Author Phyllis Johnston was at The Well Cafe to sign copies of the new edition as well as the second book in the series, Black Boots and Buttonhooks, which was also reprinted and relaunched.
Phyllis says she grew up on stories of the book's heroine May and her family, as May was her mother.
"I really took in May's story at my mother's breast. Telling stories was our entertainment, we had no television then of course. By the age of seven, I knew other children should hear these stories too."
However, many years passed before Phyllis did put pen to paper to retell the story of her mother's life.
"I had my own children and told them the stories. They then said to me I should write a book, and so I did."
The stories, which tell of May's turn-of-the-century pioneer-life in NZ, proved incredibly popular, read in classrooms around the country.
Over the years, Phyllis has visited more than 250 schools as part of the writers in schools programme, and it was a school visit that inspired republication of the series, first printed in 1980.

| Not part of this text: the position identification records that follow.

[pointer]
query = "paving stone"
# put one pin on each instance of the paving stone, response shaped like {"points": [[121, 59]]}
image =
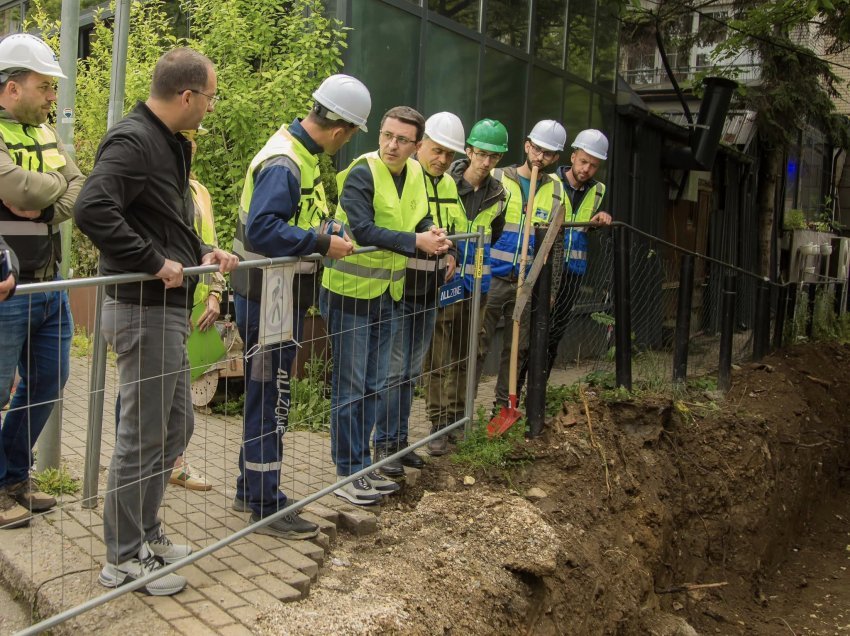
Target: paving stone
{"points": [[278, 589]]}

"Many years ago, I visited a school far from any town, out in the King Country, and met a young teacher. She and I just really connected. Then this year, many years later, I received a letter from the children at Omata School asking me to come and visit them because they were enjoying reading my books. When I got there, I met that same teacher again.
It made me realise my book had inspired so many children. I had closed the door on my writing career, but now realised the stories of May were still relevant today, and so here we are today with new copies of May's story."

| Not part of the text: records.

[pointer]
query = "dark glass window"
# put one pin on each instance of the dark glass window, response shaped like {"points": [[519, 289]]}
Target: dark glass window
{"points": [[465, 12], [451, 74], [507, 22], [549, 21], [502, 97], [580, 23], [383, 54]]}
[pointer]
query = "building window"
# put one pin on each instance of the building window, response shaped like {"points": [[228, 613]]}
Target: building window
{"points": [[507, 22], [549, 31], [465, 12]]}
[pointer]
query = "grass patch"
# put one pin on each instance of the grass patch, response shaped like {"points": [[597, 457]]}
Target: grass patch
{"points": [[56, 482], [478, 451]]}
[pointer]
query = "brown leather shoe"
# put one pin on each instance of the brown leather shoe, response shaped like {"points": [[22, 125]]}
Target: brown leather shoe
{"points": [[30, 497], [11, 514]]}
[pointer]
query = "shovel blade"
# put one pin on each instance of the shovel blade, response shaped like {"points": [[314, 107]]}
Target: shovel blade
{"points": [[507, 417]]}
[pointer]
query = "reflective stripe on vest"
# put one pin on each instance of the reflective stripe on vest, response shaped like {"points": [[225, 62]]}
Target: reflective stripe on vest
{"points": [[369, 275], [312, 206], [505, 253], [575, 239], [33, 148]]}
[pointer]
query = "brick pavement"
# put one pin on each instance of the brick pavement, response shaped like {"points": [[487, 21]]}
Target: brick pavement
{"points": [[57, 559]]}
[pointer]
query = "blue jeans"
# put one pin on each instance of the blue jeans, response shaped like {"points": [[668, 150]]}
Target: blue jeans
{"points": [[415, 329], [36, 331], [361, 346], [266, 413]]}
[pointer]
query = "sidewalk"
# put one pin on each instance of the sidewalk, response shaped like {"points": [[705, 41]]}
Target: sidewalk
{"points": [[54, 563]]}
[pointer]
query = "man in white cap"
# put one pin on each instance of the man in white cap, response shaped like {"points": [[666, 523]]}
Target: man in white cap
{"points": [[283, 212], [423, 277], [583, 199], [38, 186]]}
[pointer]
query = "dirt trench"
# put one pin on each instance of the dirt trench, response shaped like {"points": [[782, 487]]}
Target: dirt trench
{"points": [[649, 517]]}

The teacher Phyllis talks about is Kelly Madden and she came to the book launch with some of the pupils who had read No One Went To Town with her.

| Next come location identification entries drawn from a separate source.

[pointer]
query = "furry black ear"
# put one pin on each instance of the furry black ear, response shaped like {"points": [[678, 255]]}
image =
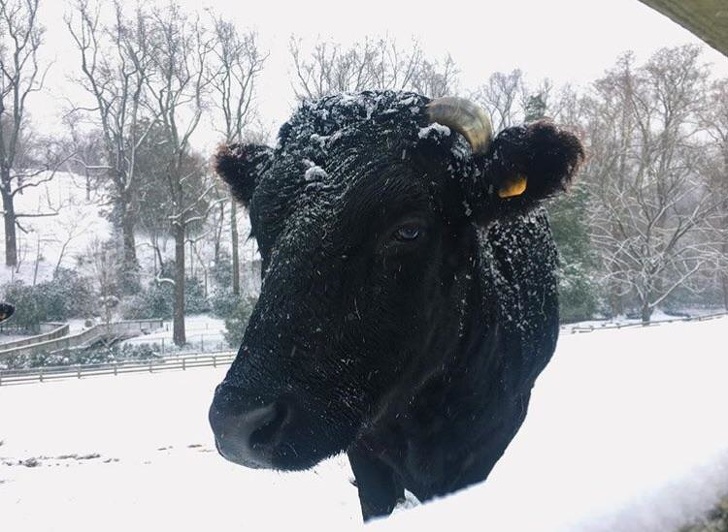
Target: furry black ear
{"points": [[523, 166], [240, 166], [6, 310]]}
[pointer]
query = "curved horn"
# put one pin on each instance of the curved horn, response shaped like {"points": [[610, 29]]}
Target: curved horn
{"points": [[464, 117]]}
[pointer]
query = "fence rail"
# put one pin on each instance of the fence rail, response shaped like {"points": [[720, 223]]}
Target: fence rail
{"points": [[62, 340], [580, 328], [49, 373]]}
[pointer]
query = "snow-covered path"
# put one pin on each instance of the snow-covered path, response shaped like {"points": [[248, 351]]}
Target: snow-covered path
{"points": [[625, 433]]}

"The books aren't just for girls. They have lots of action in them. I like reading about May's brothers best," says Brayden Duggan, 9, one of the Omata School pupils who enjoyed reading the books. He says the books have plenty of adventures to appeal to both boys and girls.
Classmate Ella James (8) agrees and says May's story is interesting because it gives a glimpse into life in New Zealand many years ago.
"It is easier to be a child growing up in New Zealand now I think. Back then children did a lot more work. They had less time to play or relax."
Speaking at the relaunch, Phyllis' daughter Mary Johnston said she remembered travelling to Stratford with her mother in 1977 for a research tour as May had lived at Taihore for some of her childhood.
May and her family later moved away from the area to Piopio, and things have now come full circle, says Phyllis, with May's great granddaughter Nia Chesswas moving to Taranaki when she married her husband.
"I remember Nia calling me one evening and telling me she was getting married to Allan, who lived in the valley just next to where May had lived, all those years ago."